From the Sidewalk to the Saddle: Data and the Tour de France

Use Cases & Projects Lisa Bardet

As the third largest sporting event, it’s no wonder that the Tour de France (which kicks off July 7th) has engaged in the data revolution. The goal is to offer real-time insights to the estimated 1.3 billion viewers who follow the race to the Champs Elysées. But it’s no easy task.Tour de France contestants racing on the Champs ElyséesThe move into the world of data in cycling was delayed compared to most other sports, in which the action happens in a single venue. The Tour has 21 stages, 198 riders crossing and overcrossing over 3,500+ km, and a winner determined in the most revered and hostile natural environments.

It’s fair to say that the challenge in using the data from the Tour is comparable to getting the yellow jersey: you need to harness some of nature’s greatest heights (and it takes teamwork to keep it).

Relaying Data from Bikes to TV Viewers in Seconds

Let’s dig into the mechanics. Data is sourced using a small, 100-gram sensor, which is attached under the saddle of every rider. It contains a GPS receiver, a radio frequency transmitter, and a battery, which the teams are responsible for recharging every other day.

close-up of a sensor attached to a professional racing bike seat

The device connects via line of sight to one of the TV helicopters or aircrafts following the race, using radio frequency. All of the transmitters create a WWAN (Wireless Wide Area Network) mesh network, which means that they are all interconnected, as well as with race motorcycles and cars, and can transmit data feeds on behalf of others to ensure consistent coverage despite harsh conditions.

Signals are then transmitted to an aircraft further above, which relays them to the TV trucks at the stage finish. The data is eventually split from the TV feed and reaches its final destination in Dimension Data’s truck, also waiting at the finish line. Each sensors transmits its GPS position every second, which in 2017 represented 147 GB of data across 3 billion data points.

The Road from Analytics to Prediction

The official goal is to offer more insights into the race, such as precise time to finish, live speed, and the riders distribution, which are broadcasted as inlays on TV screens. The data also generates visualization tools to feed the Tour’s data website (Race Centre), and social media (@letourdata).

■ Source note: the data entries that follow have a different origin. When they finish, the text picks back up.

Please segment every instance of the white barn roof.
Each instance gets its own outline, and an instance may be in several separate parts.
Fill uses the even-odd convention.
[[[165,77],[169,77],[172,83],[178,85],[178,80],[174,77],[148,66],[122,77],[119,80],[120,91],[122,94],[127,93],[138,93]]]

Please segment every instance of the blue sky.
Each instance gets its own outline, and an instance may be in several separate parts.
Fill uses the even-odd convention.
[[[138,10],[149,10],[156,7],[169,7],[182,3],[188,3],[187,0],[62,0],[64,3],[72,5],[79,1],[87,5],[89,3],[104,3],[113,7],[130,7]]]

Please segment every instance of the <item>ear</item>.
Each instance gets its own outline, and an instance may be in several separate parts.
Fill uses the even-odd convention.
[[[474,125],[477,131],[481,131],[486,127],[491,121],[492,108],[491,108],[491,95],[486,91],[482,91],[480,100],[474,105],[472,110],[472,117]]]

graph comparing the performance and speed of different racers in Tour de France

The data is combined with other sources, such as weather conditions, road gradients, and historic data to provide commentators with relevant info to tell the narrative of the century-old race.

Cycling fans can certainly expect many more improvements to keep their summer entertained. A few GoPro cameras are disseminated in the peloton to provide a closer view of the action (if you like scary movies, you can watch stage highlights like this one, as many of them unfortunately involve massive crashes). Weight and connectivity are likely to improve in coming years, enabling wider usage.

But capturing and combining data isn’t even the biggest challenge. Predicting outcomes is tricky business, even with lots and lots of data (as you can see from our failed prediction for who would win the 2018 FIFA World Cup). Many factors are at play here: rider form, historical performance, rider profile vs. stage type, form of other riders, team composition, team form, etc.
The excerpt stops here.